Acomodé mi cabello rojo hacia un lado y fallé en el intento de fingir tranquilidad.
— ¿Tan aburrida le parece mi clase, señorita Levy? ¿Cree que podría hacerla más interesante para su gusto y comodidad?
—Lo... lo siento no... volverá a suceder —mi disculpa no pareció suficiente, pero al menos volvió a girarse hacia sus preciadas moléculas de la pizarra.

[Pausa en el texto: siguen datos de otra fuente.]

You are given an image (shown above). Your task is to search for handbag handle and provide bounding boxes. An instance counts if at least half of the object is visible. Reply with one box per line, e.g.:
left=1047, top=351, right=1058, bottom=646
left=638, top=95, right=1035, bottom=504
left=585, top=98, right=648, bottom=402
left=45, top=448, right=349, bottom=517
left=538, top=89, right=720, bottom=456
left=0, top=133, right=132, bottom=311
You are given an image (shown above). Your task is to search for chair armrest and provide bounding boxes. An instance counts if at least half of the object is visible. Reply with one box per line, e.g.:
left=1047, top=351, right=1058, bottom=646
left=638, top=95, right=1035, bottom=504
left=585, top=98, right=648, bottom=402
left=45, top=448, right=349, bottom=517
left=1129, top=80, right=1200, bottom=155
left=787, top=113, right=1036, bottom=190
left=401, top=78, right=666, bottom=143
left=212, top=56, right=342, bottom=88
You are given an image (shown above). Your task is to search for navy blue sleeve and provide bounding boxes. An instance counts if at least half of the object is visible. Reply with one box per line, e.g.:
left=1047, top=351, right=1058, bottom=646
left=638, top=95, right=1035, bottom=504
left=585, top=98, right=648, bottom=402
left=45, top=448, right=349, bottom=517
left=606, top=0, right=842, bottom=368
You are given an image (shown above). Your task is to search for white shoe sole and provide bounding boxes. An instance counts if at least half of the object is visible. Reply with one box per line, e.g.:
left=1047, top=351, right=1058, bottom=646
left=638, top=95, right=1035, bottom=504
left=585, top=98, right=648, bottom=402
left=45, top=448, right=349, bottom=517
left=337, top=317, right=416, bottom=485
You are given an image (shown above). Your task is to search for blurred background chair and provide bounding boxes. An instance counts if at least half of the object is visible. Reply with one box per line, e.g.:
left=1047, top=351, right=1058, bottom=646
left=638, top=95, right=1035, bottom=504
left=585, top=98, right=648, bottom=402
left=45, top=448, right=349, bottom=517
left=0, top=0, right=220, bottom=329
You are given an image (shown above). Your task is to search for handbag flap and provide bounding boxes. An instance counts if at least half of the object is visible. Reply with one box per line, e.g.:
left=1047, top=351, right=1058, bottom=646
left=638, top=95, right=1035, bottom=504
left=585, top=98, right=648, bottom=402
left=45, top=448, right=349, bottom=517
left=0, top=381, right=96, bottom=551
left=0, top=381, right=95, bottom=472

Ariadna resopló a mi lado y acarició mi espalda con lentitud. El instinto maternal de mi mejor amiga entrando en acción.
—Sólo fue una pesadilla.
Llevaba dando la misma respuesta desde hacía días, encarnizando aquel personaje siniestro de mi pasado con hastío. Aquellas sombras no se apartaban de mis recuerdos, ensañadas con arrastrarme a esa oscuridad nuevamente.
Desde muy joven tuve registro de esos entes oscuros a mi alrededor. No se movían como el resto de las personas, éstos flotaban, levitaban a mi alrededor con facilidad y siendo muy sigilosos para no dejarse ver.
Y aunque al principio me habían parecido simples seres inofensivos, fue el rabino Krustovsky quien me indujo a pensar que las sombras, podían ser capaces de lastimarme.
Las describió como demonios oscuros con capacidades para asesinar. Obviamente comencé a temerles y ya no desee tanto su compañía.
—No puedes seguir así Sel, ¿y si lo consultas con un psicólogo? Podemos pedir una cita con el del insti —insistió Ariadna, continuando con su caricia en mi espalda.
Esbocé una mueca de desagrado.
Ariadna se preocupaba demasiado; se había convertido en la única persona confidente en la que depositar mis preocupaciones desde que éramos unas niñas. Adoptó una posición —quizá errónea— maternal conmigo.
— ¿Quieres que te acompañe? Vamos hoy —alentó.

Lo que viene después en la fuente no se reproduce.